Rick Howard: That was a significant emotional event for a young automator like myself. I mean, I started computer science in grad school and learned enough about programming to be dangerous. But I really didn't understand the power of automation until that very moment. Yes, automation was hard to do upfront, but once done, it took an entire class of busybody work off my plate so that I could focus on other, more important matters. And if that isn't the very definition of why automation is important, I don't know what is. 

Rick Howard: My name is Rick Howard, and I am broadcasting from the CyberWire's secret sanctum sanctorum studios located underwater somewhere along the Patapsco River near Baltimore Harbor. And you are listening to "CSO Perspectives," my podcast about the ideas, strategies and technologies that senior security executives wrestle with on a daily basis. 
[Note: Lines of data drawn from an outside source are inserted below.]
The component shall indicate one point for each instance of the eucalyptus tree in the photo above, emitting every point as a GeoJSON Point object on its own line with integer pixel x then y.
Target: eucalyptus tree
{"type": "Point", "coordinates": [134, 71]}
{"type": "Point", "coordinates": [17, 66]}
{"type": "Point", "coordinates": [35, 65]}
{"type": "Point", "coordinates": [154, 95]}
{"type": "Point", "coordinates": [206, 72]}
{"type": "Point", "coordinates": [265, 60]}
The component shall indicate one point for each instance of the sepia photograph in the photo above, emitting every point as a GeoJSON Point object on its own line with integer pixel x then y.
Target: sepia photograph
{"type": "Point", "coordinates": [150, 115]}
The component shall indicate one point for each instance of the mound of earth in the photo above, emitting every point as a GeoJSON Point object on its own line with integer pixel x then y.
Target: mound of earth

Rick Howard: When I was in college - late 1970s and early 1980s - my future mother-in-law and I sat riveted through a 10-episode documentary hosted by British broadcaster, science historian, author and television producer James Burke. The show was called "Connections," and you can still watch it on YouTube for free if you want. It's about how the technology in our world that we all take for granted is connected in the most bizarre and unknown ways. And this is before the internet boom. If you grab James Burke today, he can make another 10 episodes on the evolution of software development alone, and it would be just as compelling. 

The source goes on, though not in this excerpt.